# Wtb Pig blanket??



## Tony the tank (Aug 31, 2011)

Well called three feed stores, and tractor supply and nobody knows or ever heard of a pig blanket... So is it called a pig blanket?? Anyone know where I can order one??

Thank you..


----------



## CtTortoiseMom (Aug 31, 2011)

Mine just came in the mail. I have not even opened it yet. It is called a Kane heat mat. It is made by Kane manufacturing Co. Also you should buy a thermostat with it. You are not alone my friend we are figuring this big sully stuff out together!! Although, Tom has been a tremendous help as well!!


----------



## FranklinTturtle (Aug 31, 2011)

I am glad you brought up this subject. I was fixing to order the Stanfield Heat Pad the 36 X 24". I am going to go back and check out the Kane heat pad.


----------



## Tony the tank (Aug 31, 2011)

CtTortoiseMom said:


> Mine just came in the mail. I have not even opened it yet. It is called a Kane heat mat. It is made by Kane manufacturing Co. Also you should buy a thermostat with it. You are not alone my friend we are figuring this big sully stuff out together!! Although, Tom has been a tremendous help as well!!

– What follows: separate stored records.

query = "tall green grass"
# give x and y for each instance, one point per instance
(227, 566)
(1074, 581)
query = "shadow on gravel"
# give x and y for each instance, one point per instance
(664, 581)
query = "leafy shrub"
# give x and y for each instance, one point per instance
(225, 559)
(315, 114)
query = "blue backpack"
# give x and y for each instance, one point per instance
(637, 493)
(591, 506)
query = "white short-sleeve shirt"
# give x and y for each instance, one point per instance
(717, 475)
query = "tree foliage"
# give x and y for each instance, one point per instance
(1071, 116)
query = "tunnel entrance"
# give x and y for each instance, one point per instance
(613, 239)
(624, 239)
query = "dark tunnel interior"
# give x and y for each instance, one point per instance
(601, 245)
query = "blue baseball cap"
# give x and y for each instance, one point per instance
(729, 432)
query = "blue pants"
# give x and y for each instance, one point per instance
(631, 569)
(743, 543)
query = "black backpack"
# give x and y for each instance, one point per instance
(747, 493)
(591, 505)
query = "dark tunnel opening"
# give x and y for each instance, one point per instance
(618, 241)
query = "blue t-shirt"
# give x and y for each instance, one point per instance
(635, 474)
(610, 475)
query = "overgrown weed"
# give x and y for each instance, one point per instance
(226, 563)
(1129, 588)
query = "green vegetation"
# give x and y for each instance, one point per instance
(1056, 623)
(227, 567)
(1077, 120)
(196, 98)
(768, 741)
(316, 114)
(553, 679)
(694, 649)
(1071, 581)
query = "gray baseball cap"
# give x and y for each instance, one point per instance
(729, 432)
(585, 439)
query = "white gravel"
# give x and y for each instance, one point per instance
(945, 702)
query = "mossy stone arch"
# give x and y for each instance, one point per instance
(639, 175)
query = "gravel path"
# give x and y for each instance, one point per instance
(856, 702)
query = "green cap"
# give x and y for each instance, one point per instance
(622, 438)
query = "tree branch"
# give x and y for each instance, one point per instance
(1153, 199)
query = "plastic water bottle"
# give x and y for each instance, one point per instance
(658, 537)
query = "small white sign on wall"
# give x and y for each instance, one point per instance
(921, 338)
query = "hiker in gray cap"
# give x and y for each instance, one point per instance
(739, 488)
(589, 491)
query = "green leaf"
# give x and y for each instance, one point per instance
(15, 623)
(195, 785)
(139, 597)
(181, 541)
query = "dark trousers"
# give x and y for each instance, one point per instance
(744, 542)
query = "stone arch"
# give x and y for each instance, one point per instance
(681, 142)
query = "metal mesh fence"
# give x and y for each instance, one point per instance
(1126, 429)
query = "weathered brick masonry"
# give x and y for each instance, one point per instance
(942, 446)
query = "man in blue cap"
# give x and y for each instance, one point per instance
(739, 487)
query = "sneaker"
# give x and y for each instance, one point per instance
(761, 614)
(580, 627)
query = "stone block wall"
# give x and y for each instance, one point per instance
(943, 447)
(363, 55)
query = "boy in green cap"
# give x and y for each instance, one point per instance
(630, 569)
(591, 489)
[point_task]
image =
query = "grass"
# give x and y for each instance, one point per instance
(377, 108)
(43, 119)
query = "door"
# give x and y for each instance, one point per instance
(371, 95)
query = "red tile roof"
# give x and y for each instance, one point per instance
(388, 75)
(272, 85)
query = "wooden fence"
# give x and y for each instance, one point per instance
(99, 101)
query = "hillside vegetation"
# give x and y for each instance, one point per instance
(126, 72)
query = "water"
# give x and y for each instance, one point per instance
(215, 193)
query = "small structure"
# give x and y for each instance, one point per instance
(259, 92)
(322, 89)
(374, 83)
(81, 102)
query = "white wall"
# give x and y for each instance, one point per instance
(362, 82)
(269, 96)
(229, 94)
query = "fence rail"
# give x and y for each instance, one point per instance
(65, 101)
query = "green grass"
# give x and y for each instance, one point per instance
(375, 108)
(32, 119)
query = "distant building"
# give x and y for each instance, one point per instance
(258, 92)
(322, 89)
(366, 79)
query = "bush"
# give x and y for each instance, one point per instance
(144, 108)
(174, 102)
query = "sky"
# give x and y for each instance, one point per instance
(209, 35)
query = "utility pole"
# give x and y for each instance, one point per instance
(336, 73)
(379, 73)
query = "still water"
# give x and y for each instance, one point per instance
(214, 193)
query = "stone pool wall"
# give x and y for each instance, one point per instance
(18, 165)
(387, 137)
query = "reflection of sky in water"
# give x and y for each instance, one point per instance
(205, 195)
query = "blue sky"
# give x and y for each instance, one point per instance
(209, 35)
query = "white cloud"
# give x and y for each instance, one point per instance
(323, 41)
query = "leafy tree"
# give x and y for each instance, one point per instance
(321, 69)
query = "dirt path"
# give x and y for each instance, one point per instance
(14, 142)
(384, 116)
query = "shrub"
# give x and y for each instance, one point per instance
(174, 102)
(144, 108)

Can you tell me were you ordered it from?? I'm having bad Internet day;(..


----------



## CtTortoiseMom (Aug 31, 2011)

I will ask Rob. Sorry, Rob does all of the ordering. As soon as I know I will post it.


----------



## Yvonne G (Aug 31, 2011)

I have bought all of mine over the years from Osborne Industries. They are great people to deal with. They mfg and sell the Stanfield heat pad.

Their web site is:

osborne-ind.com

and their phone number is:

800 255-0316

Be sure to also buy the F911 controller to go with the pig blanket. DON'T buy the F300 controller. Its a lot cheaper and its a piece of junk.

I am still using the first pig blanket I ever bought from them almost 20 years ago.


----------



## FranklinTturtle (Aug 31, 2011)

Ok got mine on order.


----------